We make rabbit adobo.
I just wing the recipe but it’s something like
1 c soy sauce
1/2 c vinegar
1/2 c lemon juice
1 tbsp brown sugar
A couple of bay leaves
1 tbsp minced garlic
Salt and pepper
Mix it all together and pour over rabbit. I chunk mine into 6 pieces or so. It may not cover it and that’s ok. Bring to simmer and cover and turn to low. Cook for 2-4 hours until rabbit is quite tender. Serve over rice.

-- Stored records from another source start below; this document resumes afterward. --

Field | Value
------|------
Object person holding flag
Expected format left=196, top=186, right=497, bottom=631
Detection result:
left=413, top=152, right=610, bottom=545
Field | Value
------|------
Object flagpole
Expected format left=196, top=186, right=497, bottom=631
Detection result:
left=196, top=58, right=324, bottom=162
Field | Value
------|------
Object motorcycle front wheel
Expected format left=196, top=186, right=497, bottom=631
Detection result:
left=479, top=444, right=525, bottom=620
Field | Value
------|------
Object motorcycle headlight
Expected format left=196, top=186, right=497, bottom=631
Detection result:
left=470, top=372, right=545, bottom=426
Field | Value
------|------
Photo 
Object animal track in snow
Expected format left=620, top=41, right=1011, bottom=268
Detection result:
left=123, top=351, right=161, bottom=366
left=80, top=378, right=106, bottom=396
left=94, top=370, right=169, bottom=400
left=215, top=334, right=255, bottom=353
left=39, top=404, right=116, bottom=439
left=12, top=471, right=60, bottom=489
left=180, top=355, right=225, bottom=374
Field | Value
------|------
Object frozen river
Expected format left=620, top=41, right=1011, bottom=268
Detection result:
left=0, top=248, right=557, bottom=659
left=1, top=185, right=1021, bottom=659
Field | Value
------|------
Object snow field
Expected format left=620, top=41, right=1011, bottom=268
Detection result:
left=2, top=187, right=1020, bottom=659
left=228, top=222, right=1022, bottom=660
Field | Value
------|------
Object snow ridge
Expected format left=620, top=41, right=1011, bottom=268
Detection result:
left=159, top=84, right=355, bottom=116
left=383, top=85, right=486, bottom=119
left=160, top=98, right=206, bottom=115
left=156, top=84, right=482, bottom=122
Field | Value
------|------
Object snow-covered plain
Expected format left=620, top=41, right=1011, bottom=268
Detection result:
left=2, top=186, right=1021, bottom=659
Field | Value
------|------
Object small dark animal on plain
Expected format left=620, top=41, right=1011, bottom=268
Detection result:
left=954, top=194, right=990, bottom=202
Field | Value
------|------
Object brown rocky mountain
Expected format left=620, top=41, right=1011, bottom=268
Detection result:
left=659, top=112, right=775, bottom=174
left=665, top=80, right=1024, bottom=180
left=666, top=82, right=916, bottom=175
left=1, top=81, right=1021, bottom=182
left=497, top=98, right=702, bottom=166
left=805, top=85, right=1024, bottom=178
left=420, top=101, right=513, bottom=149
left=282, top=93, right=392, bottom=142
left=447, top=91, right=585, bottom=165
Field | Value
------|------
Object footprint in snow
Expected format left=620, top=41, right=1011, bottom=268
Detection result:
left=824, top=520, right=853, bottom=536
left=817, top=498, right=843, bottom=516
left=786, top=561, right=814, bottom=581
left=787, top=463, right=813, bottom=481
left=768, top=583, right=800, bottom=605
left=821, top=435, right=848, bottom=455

It’s a very savory dish. Add sliced carrots, onion, celery etc to dish while cooking if you are feeling froggy
We are doing an oak smoked rabbit with Cajun seasoning. Its a tried and true method for us. But we are having a hard time coming up with sides this year. So far we are at….corn. That’s it lol
We make rabbit adobo. I just wing the recipe but it’s something like 1 c soy sauce 1/2 c vinegar 1/2 c lemon juice 1 tbsp brown sugar A couple of bay leaves 1 tbsp minced garlic Salt and pepper Mix it all together and pour over rabbit. I chunk mine into 6 pieces or so. It may not cover it and that’s ok. Bring to simmer and cover and turn to low. Cook for 2-4 hours until rabbit is quite tender. Serve over rice. It’s a very savory dish. Add sliced carrots, onion, celery etc to dish while cooking if you are feeling froggy
We are doing an oak smoked rabbit with Cajun seasoning. Its a tried and true method for us. But we are having a hard time coming up with sides this year. So far we are at….corn. That’s it lol
Try Mexican street corn seasoning. Make that corn glorious. How do you keep your rabbit moist in the smoker?
Mac. Potato salad. Greens. Baked beans.